The recently shared rescue video is actually from a 2015 rescue of one of three sharks to wash ashore on Cape Cod that year.

The annual summertime tradition of Shark Week is upon us. And with it comes an uptick in attention toward the oceans’ mightiest predators.

In the last week, a video of a beached shark getting water dumped upon it and then pulled out to sea by a boat has garnered more than 350,000 views and about 15,000 likes between uploads by three different accounts.

THE QUESTION

Does this video depict the real rescue of a beached great white shark?

THE SOURCES

THE ANSWER

This is true.

Yes. The video is from a 2015 rescue of an Atlantic great white shark later dubbed Jamison. Jamison was a juvenile at the time, which is why the shark in the video looks smaller than a great white shark typically would be.

WHAT WE FOUND

The video posted to Twitter is just a small part of a four-minute long video posted to YouTube by bystander Mike Bartel on July 13, 2015. The description of the video, which has racked up more than 42 million views, says the juvenile shark beached itself trying to catch seagulls.

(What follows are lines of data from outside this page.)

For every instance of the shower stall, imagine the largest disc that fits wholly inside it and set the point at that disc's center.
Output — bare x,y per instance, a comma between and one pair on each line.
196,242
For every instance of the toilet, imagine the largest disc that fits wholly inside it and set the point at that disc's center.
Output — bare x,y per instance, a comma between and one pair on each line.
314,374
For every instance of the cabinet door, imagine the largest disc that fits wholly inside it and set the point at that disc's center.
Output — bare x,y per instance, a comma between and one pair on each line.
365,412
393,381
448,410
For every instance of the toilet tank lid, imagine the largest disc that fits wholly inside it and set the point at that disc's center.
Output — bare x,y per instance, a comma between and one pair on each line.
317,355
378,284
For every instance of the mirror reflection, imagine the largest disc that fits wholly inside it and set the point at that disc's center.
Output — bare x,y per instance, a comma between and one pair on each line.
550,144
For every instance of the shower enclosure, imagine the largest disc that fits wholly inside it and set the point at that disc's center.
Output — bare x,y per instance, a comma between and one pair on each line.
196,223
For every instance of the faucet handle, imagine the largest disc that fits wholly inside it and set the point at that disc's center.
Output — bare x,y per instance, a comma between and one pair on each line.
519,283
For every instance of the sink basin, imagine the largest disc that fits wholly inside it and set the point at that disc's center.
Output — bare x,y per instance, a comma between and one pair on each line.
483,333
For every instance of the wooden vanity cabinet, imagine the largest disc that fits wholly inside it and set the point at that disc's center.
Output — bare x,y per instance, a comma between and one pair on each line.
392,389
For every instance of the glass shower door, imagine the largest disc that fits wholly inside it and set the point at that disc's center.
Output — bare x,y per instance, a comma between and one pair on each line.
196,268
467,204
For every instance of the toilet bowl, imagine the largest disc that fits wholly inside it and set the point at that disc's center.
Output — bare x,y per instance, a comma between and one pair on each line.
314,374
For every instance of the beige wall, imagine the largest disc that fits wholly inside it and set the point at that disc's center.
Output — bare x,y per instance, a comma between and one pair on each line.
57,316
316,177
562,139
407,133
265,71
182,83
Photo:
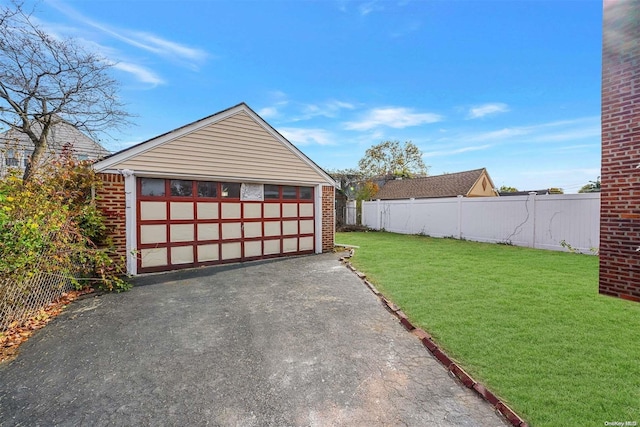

The Atlantic White Shark Conservancy posted the next stage of the July 13 rescue to YouTube the next day. In that video, the people in the boat guide the shark out to sea before letting it go.

Later that year, an Atlantic White Shark Conservancy (AWSC) blog post revealed that the rescue shark was one of three that washed ashore in Cape Cod in 2015. Finally, an AWSC Facebook post on the one-year anniversary of the shark rescue added that the shark was tagged with a tracker during its rescue and was named Jamison.

Jamison now has a Twitter account, although it hasn’t posted any updates since the last time it was detected near Cape Cod in August 2020.

If the shark in the video looks smaller than a great white shark should look, that’s because it wasn’t a fully-grown adult at the time. The Florida Museum says that white sharks are 3.5-5 feet long at birth, but males mature when they’re between 10-13 feet long and females mature when they’re between 14-16 feet long and can even surpass 20 feet in length. Jamison was just 7 feet long at the time of his rescue, according to the AWSC’s video.

And while there wasn’t a measure of Jamison’s weight at the time of his rescue, he was likely incredibly heavy. Oceana, an ocean advocacy organization, says great white sharks can weigh up to 6,600 pounds.